O filme brasileiro Todos os mortos, produção franco-brasileira dirigida por Caetano Gotardo e Marcos Dutra (ex-alunos da Escola de Comunicações e Artes da USP), concorre a Ursos de Ouro e Prata da competição oficial. Urso de Ouro é o troféu entregue ao melhor filme. Urso de Prata são para os prêmios de direção, ator, atriz, roteiro, curta, contribuição artística e especial do júri (espécie de vice-melhor filme)

Além disso, o Brasil estará presente em outras modalidades da mostra.

Em “Panorama”exibe Cidade Pássaro, uma coprodução franco-brasileira, dirigida por Matias Mariana. Vento Seco, dirigido por Daniel Nolasco. Nardjes A., sobre manifestações na Argélia, dirigido por Karim Aïnouz, brasileiro que se divide entre seu Ceará natal e a cidade de Berlim. O Reflexo do Lago, de Fernando Segtowick. E Un crimen común, coprodução Argentina-Brasil-Suíça, do argentino Francisco Márquez.

Na modalidade “Fórum” está com Luz nos Trópicos, de Paula Gaitán, Vil Má, de Gustavo Vinagre, e Chico Ventana también quisiera tener un submarino, coprodução Uruguai-Argentina-Brasil-Holanda-Filipinas, de Alex Piperno, uruguaio. E em “Forum Expanded”: Apiyemiyeki?, coprodução Brasil-França-Holanda-Portugal, da brasiliense e Ana Vaz, Jogos Dirigidos, de Jonathas de Andrade, e Vaga Carne, de Grace Panô e Ricardo Alves Jr.

No segmento “Generation 14plus” (para adolescentes ou de temática adolescente): Alice Jr., de Gil Baroni, Irmã, de Luciana Mazeto e Vinícius Lopes; e “Meu nome é Bagdá”, de Caru Alves de Souza.

Em “Curtas”: , de Julia Zakic e Ana Flávia Cavalcanti.

Em “Encounters”: Los Conductos, coprodução França-Brasil-Colômbia, de Camila Restrepo.

Essa presença brasileira marcante no Festival de Berlim é ainda herança dos anos dourados dos mandatos de Lula e Dilma na presidência.
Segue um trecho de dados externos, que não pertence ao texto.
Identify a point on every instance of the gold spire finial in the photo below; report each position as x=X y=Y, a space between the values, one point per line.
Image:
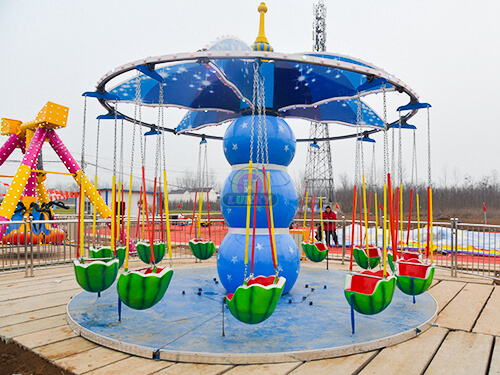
x=261 y=38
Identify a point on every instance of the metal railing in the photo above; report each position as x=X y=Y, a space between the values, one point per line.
x=459 y=247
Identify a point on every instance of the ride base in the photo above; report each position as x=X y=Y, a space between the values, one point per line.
x=311 y=322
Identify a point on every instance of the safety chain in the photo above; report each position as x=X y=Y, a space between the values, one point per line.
x=400 y=153
x=83 y=132
x=429 y=145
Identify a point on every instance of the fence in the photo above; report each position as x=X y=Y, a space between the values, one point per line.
x=459 y=247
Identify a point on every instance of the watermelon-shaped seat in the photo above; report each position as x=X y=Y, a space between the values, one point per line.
x=143 y=288
x=316 y=251
x=255 y=301
x=201 y=248
x=369 y=292
x=367 y=261
x=413 y=276
x=96 y=275
x=105 y=252
x=144 y=251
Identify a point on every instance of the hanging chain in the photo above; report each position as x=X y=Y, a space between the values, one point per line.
x=254 y=95
x=83 y=132
x=121 y=153
x=357 y=176
x=260 y=143
x=400 y=153
x=374 y=166
x=429 y=145
x=263 y=113
x=97 y=146
x=414 y=160
x=158 y=140
x=393 y=156
x=115 y=132
x=386 y=139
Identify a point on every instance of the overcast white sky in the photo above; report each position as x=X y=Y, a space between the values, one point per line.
x=446 y=50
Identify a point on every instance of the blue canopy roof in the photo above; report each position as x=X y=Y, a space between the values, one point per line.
x=318 y=87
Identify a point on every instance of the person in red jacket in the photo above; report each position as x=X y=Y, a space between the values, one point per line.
x=330 y=227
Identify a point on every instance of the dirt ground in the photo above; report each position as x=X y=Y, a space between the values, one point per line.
x=15 y=360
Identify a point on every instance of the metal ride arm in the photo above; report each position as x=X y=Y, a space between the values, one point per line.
x=47 y=120
x=73 y=167
x=11 y=127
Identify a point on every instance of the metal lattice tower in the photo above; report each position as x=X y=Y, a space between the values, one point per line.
x=319 y=171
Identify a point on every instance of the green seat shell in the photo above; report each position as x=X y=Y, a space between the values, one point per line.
x=256 y=301
x=365 y=261
x=143 y=288
x=105 y=252
x=96 y=275
x=316 y=251
x=144 y=251
x=201 y=248
x=371 y=292
x=414 y=277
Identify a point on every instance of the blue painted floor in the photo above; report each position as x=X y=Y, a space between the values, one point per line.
x=193 y=323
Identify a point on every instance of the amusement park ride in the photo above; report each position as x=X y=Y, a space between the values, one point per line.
x=255 y=89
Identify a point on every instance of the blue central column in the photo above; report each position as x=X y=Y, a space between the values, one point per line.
x=231 y=254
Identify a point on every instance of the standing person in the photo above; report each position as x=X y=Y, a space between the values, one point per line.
x=330 y=227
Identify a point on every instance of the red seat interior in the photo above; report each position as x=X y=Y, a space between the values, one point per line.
x=150 y=270
x=373 y=252
x=261 y=280
x=366 y=285
x=320 y=246
x=413 y=269
x=408 y=255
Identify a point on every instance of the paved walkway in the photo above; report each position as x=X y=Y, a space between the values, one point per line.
x=33 y=314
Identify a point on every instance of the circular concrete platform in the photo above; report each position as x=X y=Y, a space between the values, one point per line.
x=311 y=322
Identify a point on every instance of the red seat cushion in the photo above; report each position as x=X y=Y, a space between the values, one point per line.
x=373 y=252
x=408 y=256
x=366 y=285
x=413 y=268
x=320 y=246
x=150 y=270
x=261 y=280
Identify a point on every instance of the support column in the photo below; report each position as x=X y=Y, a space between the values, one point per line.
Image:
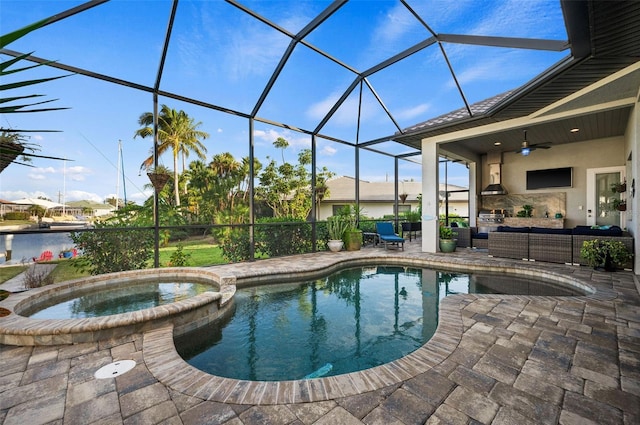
x=430 y=197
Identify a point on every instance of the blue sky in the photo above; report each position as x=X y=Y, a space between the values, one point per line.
x=222 y=56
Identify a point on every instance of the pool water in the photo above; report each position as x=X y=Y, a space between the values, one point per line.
x=352 y=320
x=120 y=299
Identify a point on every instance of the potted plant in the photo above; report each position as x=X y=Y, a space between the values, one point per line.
x=336 y=226
x=352 y=236
x=447 y=241
x=605 y=254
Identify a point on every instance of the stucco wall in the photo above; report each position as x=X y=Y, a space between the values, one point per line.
x=581 y=156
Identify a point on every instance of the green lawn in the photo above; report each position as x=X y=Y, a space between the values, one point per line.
x=8 y=272
x=202 y=253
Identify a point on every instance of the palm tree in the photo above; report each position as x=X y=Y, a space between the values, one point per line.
x=176 y=132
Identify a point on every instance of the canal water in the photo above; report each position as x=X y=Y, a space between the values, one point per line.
x=26 y=246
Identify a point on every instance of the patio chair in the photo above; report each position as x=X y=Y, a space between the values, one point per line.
x=387 y=235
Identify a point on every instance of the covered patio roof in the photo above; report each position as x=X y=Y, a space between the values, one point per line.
x=605 y=45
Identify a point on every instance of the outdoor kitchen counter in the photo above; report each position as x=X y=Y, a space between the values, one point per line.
x=550 y=223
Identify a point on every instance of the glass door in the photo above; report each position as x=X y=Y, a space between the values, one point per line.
x=602 y=201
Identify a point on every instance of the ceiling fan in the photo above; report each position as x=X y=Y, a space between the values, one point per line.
x=526 y=148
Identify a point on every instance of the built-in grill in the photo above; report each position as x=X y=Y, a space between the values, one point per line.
x=491 y=217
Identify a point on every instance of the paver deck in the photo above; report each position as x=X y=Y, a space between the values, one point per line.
x=496 y=360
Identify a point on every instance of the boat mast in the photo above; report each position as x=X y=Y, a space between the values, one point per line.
x=118 y=174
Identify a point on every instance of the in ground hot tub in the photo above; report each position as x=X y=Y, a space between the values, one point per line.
x=185 y=314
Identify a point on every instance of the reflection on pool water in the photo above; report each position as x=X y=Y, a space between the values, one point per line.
x=352 y=320
x=120 y=299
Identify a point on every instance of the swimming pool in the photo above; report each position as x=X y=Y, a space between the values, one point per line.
x=116 y=300
x=352 y=320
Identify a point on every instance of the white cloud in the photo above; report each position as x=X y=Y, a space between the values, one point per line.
x=13 y=195
x=415 y=111
x=80 y=195
x=295 y=139
x=35 y=176
x=47 y=170
x=347 y=113
x=328 y=151
x=395 y=24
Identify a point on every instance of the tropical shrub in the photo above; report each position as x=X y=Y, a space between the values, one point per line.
x=277 y=236
x=179 y=258
x=236 y=245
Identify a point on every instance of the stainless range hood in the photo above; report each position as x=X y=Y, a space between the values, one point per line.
x=494 y=159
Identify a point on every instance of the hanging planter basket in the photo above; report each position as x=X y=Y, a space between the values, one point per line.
x=158 y=180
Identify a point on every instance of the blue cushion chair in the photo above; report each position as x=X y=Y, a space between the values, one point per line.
x=387 y=234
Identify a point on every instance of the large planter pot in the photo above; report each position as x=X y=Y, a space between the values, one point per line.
x=448 y=245
x=335 y=245
x=353 y=240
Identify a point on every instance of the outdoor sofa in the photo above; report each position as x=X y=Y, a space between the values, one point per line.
x=540 y=243
x=550 y=245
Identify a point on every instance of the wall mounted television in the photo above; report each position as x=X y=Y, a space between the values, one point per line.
x=553 y=177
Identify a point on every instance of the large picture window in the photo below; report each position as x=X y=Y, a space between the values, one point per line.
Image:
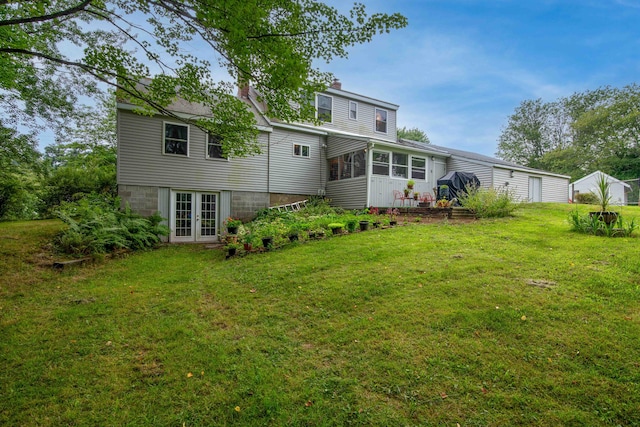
x=349 y=165
x=381 y=120
x=418 y=167
x=400 y=167
x=324 y=106
x=176 y=139
x=381 y=163
x=214 y=147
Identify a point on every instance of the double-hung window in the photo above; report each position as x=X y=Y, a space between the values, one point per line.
x=214 y=147
x=175 y=139
x=353 y=110
x=300 y=150
x=418 y=167
x=400 y=165
x=380 y=163
x=381 y=120
x=324 y=107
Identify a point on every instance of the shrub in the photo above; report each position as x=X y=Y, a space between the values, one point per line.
x=592 y=224
x=489 y=202
x=586 y=198
x=97 y=226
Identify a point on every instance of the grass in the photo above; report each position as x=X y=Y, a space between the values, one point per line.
x=514 y=321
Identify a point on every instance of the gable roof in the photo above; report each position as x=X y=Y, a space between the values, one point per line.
x=486 y=160
x=609 y=177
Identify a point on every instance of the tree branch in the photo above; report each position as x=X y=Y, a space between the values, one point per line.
x=18 y=21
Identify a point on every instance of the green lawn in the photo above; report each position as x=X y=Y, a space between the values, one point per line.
x=515 y=321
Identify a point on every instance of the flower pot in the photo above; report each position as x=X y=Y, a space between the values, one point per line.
x=607 y=217
x=267 y=242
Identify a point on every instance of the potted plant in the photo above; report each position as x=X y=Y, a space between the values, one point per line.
x=294 y=232
x=248 y=240
x=231 y=248
x=443 y=192
x=604 y=198
x=336 y=228
x=393 y=216
x=232 y=225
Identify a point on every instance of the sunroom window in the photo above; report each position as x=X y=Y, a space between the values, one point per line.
x=418 y=167
x=400 y=167
x=380 y=163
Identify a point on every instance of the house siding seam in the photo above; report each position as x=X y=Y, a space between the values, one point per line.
x=293 y=174
x=141 y=161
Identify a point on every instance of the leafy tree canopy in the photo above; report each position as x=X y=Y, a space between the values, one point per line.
x=413 y=134
x=185 y=45
x=593 y=130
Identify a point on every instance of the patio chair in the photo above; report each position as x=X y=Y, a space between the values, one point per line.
x=399 y=195
x=427 y=198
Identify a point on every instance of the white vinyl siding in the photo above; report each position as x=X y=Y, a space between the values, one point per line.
x=353 y=110
x=381 y=120
x=175 y=139
x=364 y=125
x=295 y=175
x=140 y=162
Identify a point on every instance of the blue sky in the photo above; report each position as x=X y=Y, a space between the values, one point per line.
x=461 y=67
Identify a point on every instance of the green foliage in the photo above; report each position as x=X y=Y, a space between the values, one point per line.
x=413 y=134
x=431 y=324
x=576 y=135
x=97 y=226
x=602 y=192
x=273 y=45
x=489 y=202
x=586 y=198
x=591 y=223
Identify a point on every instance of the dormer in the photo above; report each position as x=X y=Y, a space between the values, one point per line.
x=352 y=113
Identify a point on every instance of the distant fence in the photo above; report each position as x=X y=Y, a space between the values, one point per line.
x=632 y=196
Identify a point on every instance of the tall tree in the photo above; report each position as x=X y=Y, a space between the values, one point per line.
x=271 y=44
x=413 y=134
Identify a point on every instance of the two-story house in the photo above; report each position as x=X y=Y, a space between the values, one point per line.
x=354 y=157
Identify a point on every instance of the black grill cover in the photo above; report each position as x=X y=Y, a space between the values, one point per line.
x=457 y=182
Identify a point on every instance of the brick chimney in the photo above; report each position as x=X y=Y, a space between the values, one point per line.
x=243 y=91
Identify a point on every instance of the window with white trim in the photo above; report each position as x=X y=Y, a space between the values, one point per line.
x=380 y=163
x=214 y=147
x=324 y=107
x=175 y=139
x=353 y=110
x=400 y=165
x=418 y=168
x=381 y=120
x=300 y=150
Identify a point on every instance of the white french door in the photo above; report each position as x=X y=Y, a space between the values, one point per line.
x=193 y=216
x=535 y=189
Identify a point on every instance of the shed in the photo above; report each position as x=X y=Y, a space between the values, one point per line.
x=588 y=184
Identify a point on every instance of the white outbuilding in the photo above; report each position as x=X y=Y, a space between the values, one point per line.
x=588 y=184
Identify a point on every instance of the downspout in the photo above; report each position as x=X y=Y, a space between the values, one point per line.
x=369 y=153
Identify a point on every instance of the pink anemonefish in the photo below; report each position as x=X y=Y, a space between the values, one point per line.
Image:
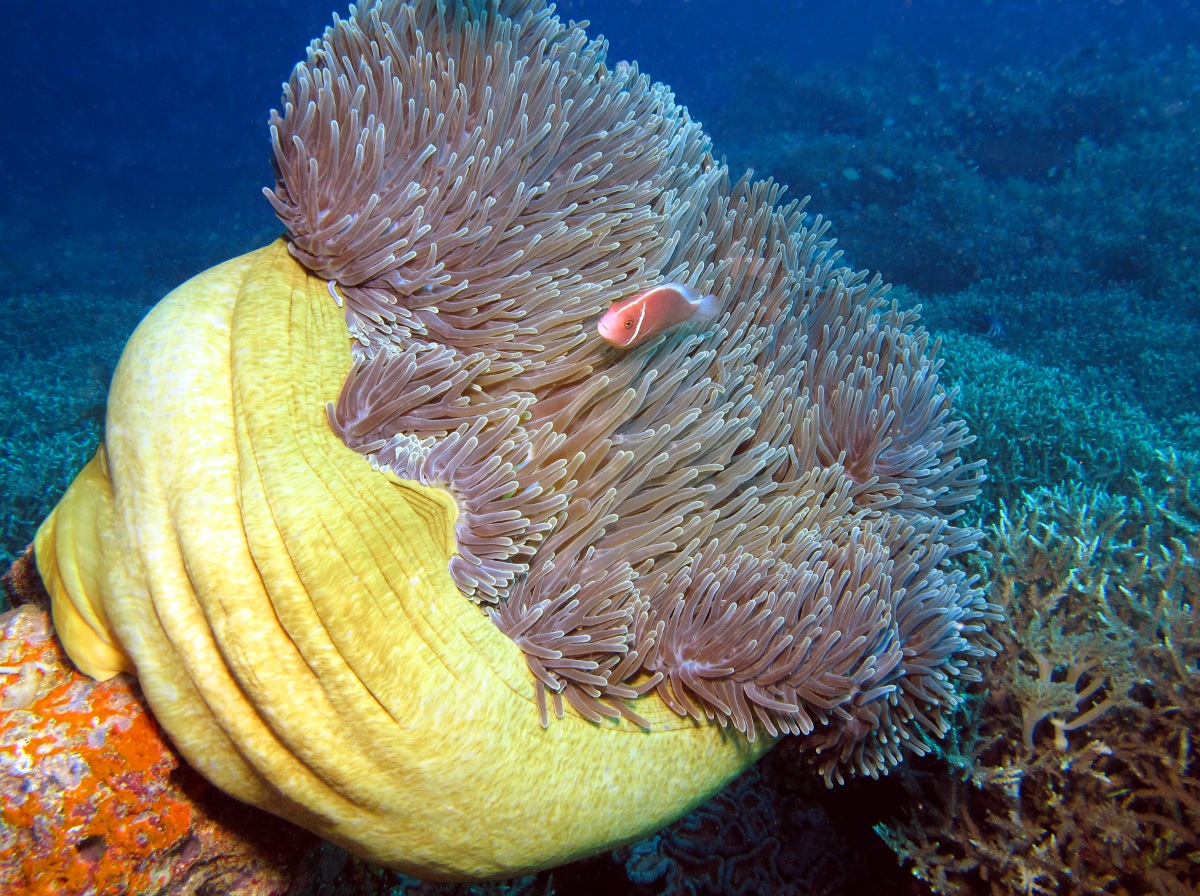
x=630 y=323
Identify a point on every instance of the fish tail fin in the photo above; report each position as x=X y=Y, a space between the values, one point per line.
x=709 y=307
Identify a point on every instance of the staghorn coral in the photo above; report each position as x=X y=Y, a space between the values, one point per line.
x=317 y=453
x=1074 y=771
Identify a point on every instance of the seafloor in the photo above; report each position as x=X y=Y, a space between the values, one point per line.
x=1047 y=218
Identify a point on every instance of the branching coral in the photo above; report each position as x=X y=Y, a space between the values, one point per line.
x=1103 y=642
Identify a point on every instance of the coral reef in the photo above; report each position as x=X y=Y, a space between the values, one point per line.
x=1073 y=773
x=750 y=840
x=321 y=457
x=1023 y=196
x=94 y=800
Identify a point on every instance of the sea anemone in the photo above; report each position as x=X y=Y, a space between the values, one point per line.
x=377 y=499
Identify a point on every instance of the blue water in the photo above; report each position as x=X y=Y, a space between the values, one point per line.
x=1025 y=169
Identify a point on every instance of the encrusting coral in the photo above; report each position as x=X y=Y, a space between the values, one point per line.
x=324 y=457
x=1074 y=773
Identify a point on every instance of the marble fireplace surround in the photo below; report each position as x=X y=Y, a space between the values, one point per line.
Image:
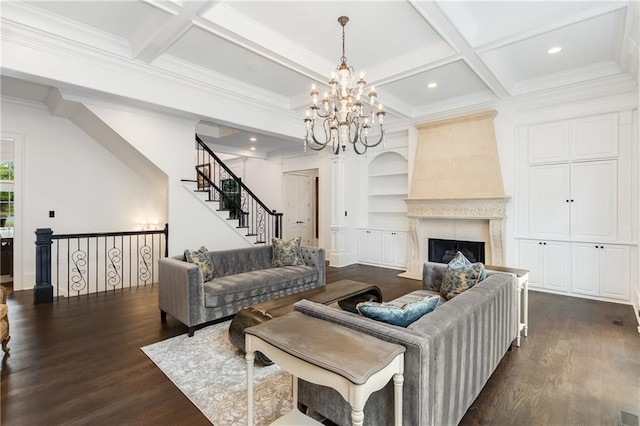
x=485 y=216
x=456 y=189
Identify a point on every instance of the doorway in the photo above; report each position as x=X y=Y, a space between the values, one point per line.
x=7 y=210
x=300 y=216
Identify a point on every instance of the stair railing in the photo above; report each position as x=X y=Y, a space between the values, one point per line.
x=223 y=186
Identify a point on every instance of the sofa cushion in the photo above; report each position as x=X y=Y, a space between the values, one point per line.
x=401 y=316
x=287 y=253
x=460 y=276
x=247 y=285
x=201 y=258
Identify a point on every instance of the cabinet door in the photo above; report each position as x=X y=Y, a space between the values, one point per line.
x=585 y=277
x=549 y=201
x=549 y=143
x=388 y=247
x=594 y=137
x=557 y=265
x=394 y=248
x=614 y=271
x=364 y=245
x=400 y=245
x=594 y=210
x=531 y=259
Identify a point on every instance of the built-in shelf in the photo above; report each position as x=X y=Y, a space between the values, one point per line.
x=387 y=188
x=387 y=174
x=389 y=193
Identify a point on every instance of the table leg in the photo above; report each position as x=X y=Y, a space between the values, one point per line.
x=357 y=416
x=526 y=307
x=519 y=310
x=398 y=380
x=250 y=358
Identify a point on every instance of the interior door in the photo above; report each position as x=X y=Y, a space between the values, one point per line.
x=297 y=217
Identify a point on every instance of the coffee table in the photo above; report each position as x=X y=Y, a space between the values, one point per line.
x=346 y=292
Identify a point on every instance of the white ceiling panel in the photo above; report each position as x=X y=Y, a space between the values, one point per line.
x=483 y=22
x=583 y=44
x=376 y=31
x=204 y=49
x=267 y=53
x=120 y=18
x=453 y=80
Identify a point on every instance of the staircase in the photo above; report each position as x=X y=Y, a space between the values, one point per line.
x=233 y=199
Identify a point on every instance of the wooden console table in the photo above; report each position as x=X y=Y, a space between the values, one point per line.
x=353 y=363
x=522 y=285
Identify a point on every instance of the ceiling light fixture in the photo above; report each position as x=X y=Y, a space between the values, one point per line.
x=342 y=114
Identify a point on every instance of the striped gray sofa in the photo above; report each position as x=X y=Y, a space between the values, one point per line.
x=242 y=277
x=450 y=353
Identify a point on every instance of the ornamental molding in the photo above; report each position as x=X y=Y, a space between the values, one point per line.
x=458 y=208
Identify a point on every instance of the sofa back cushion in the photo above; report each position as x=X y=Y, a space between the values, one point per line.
x=237 y=261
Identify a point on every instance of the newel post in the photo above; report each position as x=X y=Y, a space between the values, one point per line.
x=43 y=290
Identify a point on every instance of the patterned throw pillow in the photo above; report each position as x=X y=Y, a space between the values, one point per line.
x=460 y=276
x=287 y=253
x=400 y=316
x=201 y=258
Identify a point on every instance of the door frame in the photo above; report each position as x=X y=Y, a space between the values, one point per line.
x=313 y=212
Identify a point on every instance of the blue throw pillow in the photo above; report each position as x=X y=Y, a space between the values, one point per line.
x=287 y=253
x=400 y=316
x=460 y=276
x=201 y=258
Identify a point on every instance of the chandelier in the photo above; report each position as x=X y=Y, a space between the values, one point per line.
x=341 y=114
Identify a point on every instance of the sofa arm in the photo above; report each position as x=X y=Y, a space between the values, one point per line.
x=315 y=257
x=181 y=291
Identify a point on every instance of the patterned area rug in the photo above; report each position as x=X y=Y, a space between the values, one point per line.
x=211 y=372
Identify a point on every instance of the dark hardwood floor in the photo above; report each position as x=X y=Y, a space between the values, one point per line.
x=79 y=362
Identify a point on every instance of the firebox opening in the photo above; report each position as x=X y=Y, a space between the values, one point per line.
x=442 y=251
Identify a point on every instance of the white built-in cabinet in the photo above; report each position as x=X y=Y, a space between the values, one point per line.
x=383 y=240
x=575 y=205
x=600 y=270
x=548 y=262
x=382 y=247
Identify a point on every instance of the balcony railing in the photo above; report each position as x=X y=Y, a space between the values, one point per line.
x=72 y=265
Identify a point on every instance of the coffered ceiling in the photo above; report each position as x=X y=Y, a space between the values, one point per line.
x=478 y=53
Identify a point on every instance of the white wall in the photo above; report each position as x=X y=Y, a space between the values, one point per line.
x=169 y=142
x=64 y=170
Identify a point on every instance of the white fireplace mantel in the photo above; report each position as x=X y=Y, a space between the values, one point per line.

Manoel Rangel, no comando da Ancine, ajudou a catapultar a presença e o alcance do cinema brasileiro em termos de coproduções na América Latina e em outros continentes.

Oxalá o que foi semeado naquele momento não venha a se perder no clima de antagonismo, boçalidade e repressão que reina na política cultural e outras, agora, no governo de Bolsonaro, família e mediocridades associadas.